The system was built lightweight on purpose. Color, type, spacing, and a core component library let the marketplace, the provider workspace, and admin views feel like one product instead of three — and let me move fast as scope expanded.
Provider onboarding
Providers don't fill out long forms — or, more accurately, they don't finish them. I broke a heavy intake into a wizard with clear steps, and used the same flow to capture the structured data the matching engine needed.

The wizard sequenced services, geographies, capabilities, and pricing posture into focused decisions, with progress and review built in so providers could pause and come back.

Profiles let providers show their warehouse, team, and certifications. A lead-settings modal let them tune the kinds of brand requests they wanted — the lever providers actually cared about was lead quality, not volume.
Brand discovery and decision
On the brand side, the job was to compress weeks of intro calls into a shortlist a founder could actually make. That meant search that respected operational nuance, and detail pages structured around the questions brands really ask.

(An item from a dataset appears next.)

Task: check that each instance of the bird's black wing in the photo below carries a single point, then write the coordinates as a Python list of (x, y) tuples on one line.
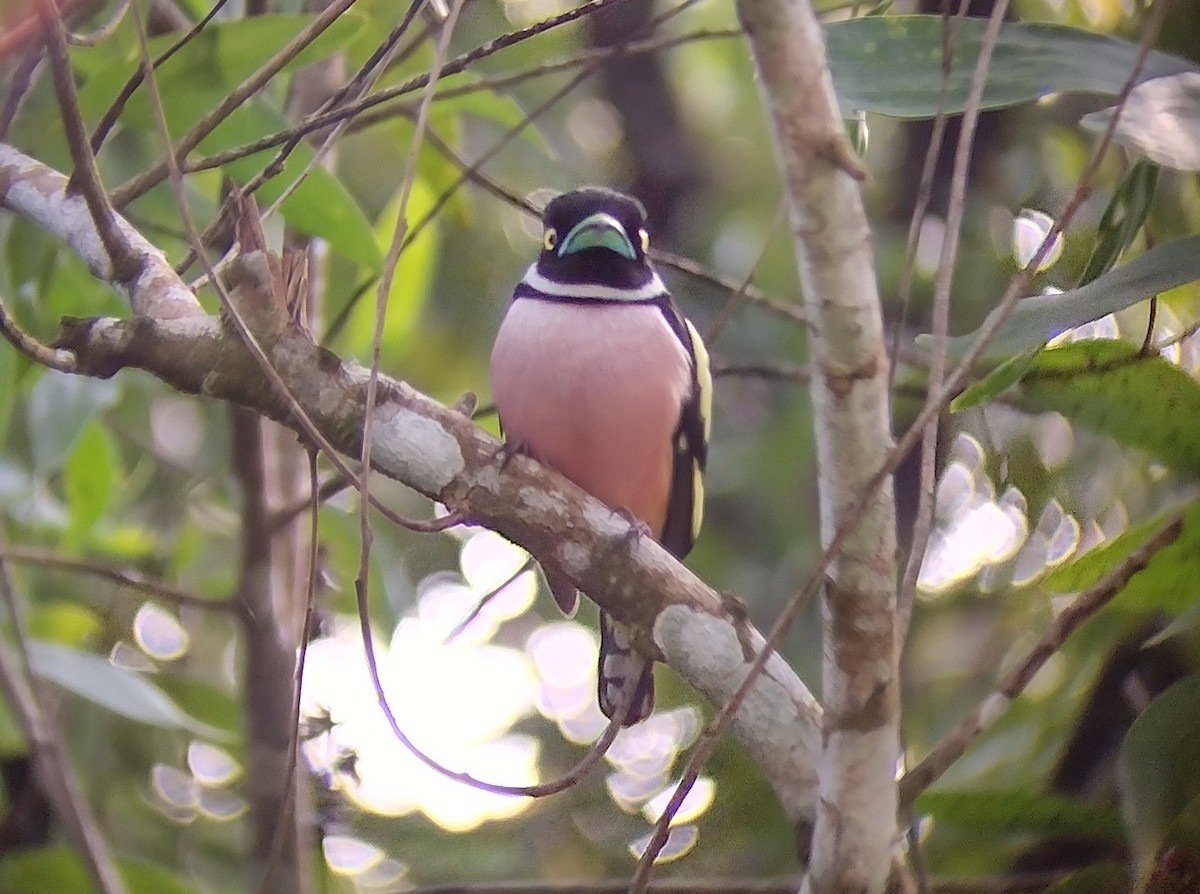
[(687, 503)]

Filters covered region, services, integrations, and the operational details that matter when you're moving real inventory — not generic facets, but the ones a logistics buyer actually thinks in.

Detail pages were structured around buying questions — services, locations, integrations, specialties — so a brand could build a shortlist without a single intro call.
Two-sided value
The marketplace had to make sense from both sides simultaneously: a provider checking leads in the morning, a brand comparing options in the afternoon. The compare/match view and the provider dashboard were the two surfaces where each side felt the product working.

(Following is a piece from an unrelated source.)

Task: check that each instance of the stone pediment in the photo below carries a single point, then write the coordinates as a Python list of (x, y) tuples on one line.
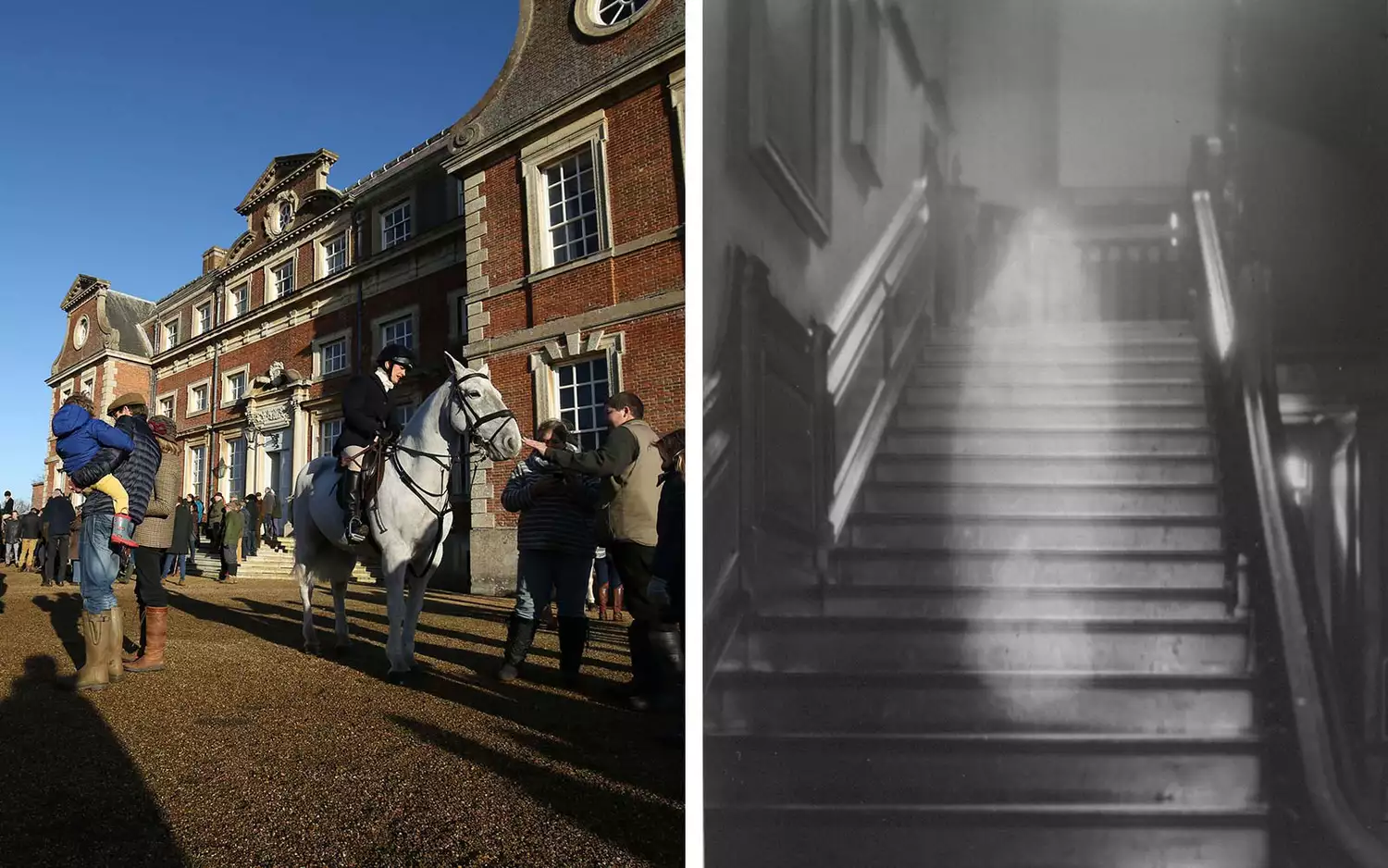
[(280, 171)]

Providers got a dashboard that treated the marketplace like a real channel — incoming leads, statuses, profile health, and the actions that move a conversation forward. It was the surface that turned the platform from directory into pipeline.

Compare and match was the heart of the brand experience: side-by-side providers against a brand's stated needs, with the matching logic surfaced rather than hidden in a black box. Brands could see why a fit was a fit.
Community and system touchpoints
The product didn't end at the app. A community surface gave the category somewhere to talk, and transactional comms carried the same design language out into inboxes and notifications.

A community forum gave operators a place to swap playbooks and ask questions, which doubled as top-of-funnel for the marketplace and a signal of category authority.

Transactional emails, confirmations, and system notifications were treated with the same rigor as the in-product UI, so the experience held together when users weren't actively in the app.
Outcome
End to end: research, IA, two sides of product, admin, community, design system, and GTM surface — all carried by a single design language.